There are settings in the sssd.conf file that aren't in the ldbsearch output or that have the wrong values in the output:
[root@host ~]# cat /etc/sssd/sssd.conf
[domain/domain.com]
access_provider = simple
ad_domain = domain.com
ad_hostname = host.domain.com
cache_credentials = true
debug_level = 6
default_shell = /bin/bash
dyndns_update = false
fallback_homedir = /home/%u
id_provider = ad
krb5_realm = DOMAIN.COM http://domain.com/
krb5_store_password_if_offline = true
ldap_id_mapping = true
realmd_tags = manages-system joined-with-adcli
simple_allow_groups = Group1
use_fully_qualified_names = false
[sssd]
config_file_version = 2
domains = domain.com
override_space = _
services = nss,pam
[root@host ~]# ldbsearch -H /var/lib/sss/db/config.ldb
server_sort:Unable to register control with rootdse!
# record 1
dn: cn=sssd,cn=config
cn: sssd
config_file_version: 2
domains: domain.com
services: nss, pam
distinguishedName: cn=sssd,cn=config
# record 2
dn: cn=config
version: 2
lastUpdate: 1459260529
distinguishedName: cn=config
# record 3
dn: cn=domain.com,cn=domain,cn=config
access_provider: ad
ad_domain: domain.com
cache_credentials: True
cn: domain.com
default_shell: /bin/bash
fallback_homedir: /home/%u@%d
id_provider: ad
krb5_realm: DOMAIN.COM http://domain.com/
krb5_store_password_if_offline: True
ldap_id_mapping: True
realmd_tags: manages-system joined-with-adcli
use_fully_qualified_names: True
case_sensitive: false
distinguishedName: cn=domain.com,cn=domain,cn=config
# returned 3 records
# 3 entries
# 0 referrals
On Tue, Mar 29, 2016 at 10:23 AM, Lukas Slebodnik lslebodn@redhat.com wrote:
On (29/03/16 09:52), Chadwick Banning wrote:
I just finally got a pristine test case for doing this and here are the results:
[root@host ~]# ls -l /etc/sssd/sssd.conf
-rw------- 1 root root 559 Mar 29 09:29 /etc/sssd/sssd.conf
[root@host ~]# ls -l /var/lib/sss/db/config.ldb
-rw------- 1 root root 1286144 Mar 29 09:29 /var/lib/sss/db/config.ldb
[root@host ~]# ls --time-style='+%d-%m-%Y %H:%M:%S' -l
/etc/sssd/sssd.conf
-rw------- 1 root root 559 29-03-2016 09:29:58 /etc/sssd/sssd.conf
[root@host ~]# ls --time-style='+%d-%m-%Y %H:%M:%S' -l /var/lib/sss/db/config.ldb
-rw------- 1 root root 1286144 29-03-2016 09:29:59 /var/lib/sss/db/config.ldb
These times make sense as the sssd.conf file was put into place and then the service restarted and the config.ldb built. From /var/log/messages:
Mar 29 09:29:58 localhost puppet-agent[2865]: (/Stage[main]/Realmd::Sssd:: Config/File[/etc/sssd/sssd.conf]/content) content changed '{md5} 4b5234cb037adcfb49887c0616773efb' to
'{md5}30e2784e49079c59193eeeae21d48c65'
Mar 29 09:29:58 localhost puppet-agent[2865]:
(Class[Realmd::Sssd::Config])
Scheduling refresh of Class[Realmd::Sssd::Service]
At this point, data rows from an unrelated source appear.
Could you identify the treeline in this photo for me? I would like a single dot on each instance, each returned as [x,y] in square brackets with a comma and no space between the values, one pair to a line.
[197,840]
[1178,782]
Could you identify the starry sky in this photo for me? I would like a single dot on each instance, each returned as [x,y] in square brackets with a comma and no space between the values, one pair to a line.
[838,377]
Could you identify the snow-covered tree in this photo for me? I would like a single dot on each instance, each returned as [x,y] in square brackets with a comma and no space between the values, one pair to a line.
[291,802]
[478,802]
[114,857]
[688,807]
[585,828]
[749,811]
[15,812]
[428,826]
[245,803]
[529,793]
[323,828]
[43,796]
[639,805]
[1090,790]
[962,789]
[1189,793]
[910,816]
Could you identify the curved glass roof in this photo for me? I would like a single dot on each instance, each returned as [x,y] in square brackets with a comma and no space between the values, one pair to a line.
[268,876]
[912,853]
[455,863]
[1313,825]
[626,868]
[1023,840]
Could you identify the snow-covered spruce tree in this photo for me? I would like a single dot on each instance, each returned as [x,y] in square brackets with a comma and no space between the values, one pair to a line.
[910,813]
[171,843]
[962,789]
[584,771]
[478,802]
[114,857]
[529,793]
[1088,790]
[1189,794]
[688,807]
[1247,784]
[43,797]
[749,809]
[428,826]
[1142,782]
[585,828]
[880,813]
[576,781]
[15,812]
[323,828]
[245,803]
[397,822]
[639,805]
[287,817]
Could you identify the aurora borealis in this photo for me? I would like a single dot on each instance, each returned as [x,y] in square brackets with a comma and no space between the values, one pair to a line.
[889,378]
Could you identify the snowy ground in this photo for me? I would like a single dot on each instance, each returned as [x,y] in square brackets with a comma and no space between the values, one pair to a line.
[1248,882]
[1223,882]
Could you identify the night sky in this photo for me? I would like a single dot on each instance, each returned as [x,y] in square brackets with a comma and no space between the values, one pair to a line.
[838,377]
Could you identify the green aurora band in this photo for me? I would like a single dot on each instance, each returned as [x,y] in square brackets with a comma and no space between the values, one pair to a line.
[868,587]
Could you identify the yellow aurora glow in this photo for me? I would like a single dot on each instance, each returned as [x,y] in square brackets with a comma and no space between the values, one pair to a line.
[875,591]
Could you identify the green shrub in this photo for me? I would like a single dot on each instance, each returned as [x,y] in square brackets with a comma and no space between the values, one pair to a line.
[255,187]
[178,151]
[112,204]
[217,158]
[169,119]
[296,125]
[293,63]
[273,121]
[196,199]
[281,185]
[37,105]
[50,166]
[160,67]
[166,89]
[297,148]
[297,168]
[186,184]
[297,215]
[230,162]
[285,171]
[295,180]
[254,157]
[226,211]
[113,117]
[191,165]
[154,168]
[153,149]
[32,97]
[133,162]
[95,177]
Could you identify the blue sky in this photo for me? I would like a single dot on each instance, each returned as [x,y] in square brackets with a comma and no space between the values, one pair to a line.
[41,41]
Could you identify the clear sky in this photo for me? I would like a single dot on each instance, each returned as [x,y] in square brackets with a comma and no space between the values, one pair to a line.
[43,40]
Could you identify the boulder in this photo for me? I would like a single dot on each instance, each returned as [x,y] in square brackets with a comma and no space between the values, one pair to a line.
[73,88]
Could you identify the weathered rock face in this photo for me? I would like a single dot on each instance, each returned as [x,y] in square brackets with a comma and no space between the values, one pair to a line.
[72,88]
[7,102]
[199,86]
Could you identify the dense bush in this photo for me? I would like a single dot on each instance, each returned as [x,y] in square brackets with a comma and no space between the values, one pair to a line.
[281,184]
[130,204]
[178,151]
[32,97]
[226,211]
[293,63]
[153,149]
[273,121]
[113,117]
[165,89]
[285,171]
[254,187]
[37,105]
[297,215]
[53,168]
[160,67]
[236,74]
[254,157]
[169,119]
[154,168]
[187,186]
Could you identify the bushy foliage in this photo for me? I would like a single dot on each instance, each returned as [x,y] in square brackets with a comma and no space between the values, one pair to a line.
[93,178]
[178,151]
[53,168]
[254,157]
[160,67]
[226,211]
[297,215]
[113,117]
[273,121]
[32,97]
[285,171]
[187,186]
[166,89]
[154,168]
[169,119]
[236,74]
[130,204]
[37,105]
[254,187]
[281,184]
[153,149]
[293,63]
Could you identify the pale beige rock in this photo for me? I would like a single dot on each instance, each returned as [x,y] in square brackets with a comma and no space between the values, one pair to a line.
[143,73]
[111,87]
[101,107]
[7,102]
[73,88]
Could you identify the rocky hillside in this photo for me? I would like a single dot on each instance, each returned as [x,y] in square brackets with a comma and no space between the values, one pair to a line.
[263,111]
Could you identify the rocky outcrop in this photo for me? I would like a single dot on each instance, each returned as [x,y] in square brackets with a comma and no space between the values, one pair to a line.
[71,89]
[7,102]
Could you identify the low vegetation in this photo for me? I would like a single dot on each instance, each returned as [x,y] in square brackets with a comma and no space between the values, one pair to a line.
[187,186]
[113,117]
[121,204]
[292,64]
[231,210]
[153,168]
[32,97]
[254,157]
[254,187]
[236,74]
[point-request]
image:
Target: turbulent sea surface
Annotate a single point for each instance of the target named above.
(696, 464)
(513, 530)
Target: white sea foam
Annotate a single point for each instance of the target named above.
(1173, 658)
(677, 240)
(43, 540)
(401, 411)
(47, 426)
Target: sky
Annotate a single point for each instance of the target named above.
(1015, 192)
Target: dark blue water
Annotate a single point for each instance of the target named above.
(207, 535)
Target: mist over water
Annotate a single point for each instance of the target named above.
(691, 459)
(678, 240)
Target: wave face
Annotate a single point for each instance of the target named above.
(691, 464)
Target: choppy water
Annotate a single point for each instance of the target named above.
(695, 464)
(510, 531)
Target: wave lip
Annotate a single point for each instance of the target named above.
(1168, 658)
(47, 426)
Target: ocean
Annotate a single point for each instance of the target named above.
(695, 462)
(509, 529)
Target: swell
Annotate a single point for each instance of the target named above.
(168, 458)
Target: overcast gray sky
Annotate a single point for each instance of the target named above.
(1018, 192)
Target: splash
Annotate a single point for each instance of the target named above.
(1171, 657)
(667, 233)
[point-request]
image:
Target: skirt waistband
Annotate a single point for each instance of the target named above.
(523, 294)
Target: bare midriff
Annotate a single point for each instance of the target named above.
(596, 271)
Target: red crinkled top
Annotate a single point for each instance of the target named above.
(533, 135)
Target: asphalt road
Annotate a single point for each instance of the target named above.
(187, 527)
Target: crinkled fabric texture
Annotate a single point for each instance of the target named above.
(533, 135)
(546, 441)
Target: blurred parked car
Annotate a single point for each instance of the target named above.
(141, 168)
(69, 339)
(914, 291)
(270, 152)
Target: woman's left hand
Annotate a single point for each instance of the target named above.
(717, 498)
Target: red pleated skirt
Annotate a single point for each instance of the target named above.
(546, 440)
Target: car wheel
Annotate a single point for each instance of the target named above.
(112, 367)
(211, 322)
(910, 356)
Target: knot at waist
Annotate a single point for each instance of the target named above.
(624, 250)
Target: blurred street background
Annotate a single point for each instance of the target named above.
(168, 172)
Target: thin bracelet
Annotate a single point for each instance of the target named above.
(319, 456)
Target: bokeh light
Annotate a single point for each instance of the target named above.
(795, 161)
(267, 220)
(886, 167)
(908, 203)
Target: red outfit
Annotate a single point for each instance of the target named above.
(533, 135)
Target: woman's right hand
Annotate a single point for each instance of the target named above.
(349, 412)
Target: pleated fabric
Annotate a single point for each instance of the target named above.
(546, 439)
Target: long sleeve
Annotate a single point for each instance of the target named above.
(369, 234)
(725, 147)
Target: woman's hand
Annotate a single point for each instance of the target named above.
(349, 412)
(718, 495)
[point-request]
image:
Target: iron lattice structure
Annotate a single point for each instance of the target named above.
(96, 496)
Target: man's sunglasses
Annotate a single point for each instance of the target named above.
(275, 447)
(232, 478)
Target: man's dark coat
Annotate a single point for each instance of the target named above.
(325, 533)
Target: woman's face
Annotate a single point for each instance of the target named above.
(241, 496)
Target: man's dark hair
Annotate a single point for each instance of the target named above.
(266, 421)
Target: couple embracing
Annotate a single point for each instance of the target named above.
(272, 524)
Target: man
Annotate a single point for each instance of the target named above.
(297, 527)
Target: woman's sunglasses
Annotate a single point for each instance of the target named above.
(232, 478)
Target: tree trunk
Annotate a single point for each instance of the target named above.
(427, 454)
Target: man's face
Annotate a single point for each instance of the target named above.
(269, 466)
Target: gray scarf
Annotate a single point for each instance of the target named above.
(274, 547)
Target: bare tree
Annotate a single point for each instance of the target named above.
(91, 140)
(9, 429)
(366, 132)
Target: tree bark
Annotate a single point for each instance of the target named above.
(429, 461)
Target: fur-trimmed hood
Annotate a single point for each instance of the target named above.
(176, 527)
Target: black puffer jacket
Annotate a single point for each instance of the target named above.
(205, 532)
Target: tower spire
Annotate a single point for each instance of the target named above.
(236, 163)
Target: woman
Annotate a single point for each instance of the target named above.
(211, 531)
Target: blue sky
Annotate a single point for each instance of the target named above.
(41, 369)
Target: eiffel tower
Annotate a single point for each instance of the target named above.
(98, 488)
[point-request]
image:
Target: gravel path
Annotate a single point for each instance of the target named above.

Mar 29 09:29:58 localhost puppet-agent[2865]: (Class[Realmd::Sssd::Service]) Scheduling refresh of Service[sssd]
Mar 29 09:29:58 localhost systemd: Stopping System Security Services Daemon...
Mar 29 09:29:58 localhost sssd[nss]: Shutting down
Mar 29 09:29:58 localhost sssd[be[domain.com]]: Shutting down
Mar 29 09:29:58 localhost sssd[pam]: Shutting down
Mar 29 09:29:58 localhost systemd: Starting System Security Services Daemon...
Mar 29 09:29:58 localhost sssd: Starting up
Mar 29 09:29:58 localhost sssd[be[domain.com]]: Starting up
Mar 29 09:29:59 localhost sssd[nss]: Starting up
Mar 29 09:29:59 localhost sssd[pam]: Starting up
Mar 29 09:29:59 localhost systemd: Started System Security Services
Daemon.
At the point of restart shouldn't it have seen the updated time on sssd.conf and rebuilt config.ldb?
It should and according to timestamps it was done.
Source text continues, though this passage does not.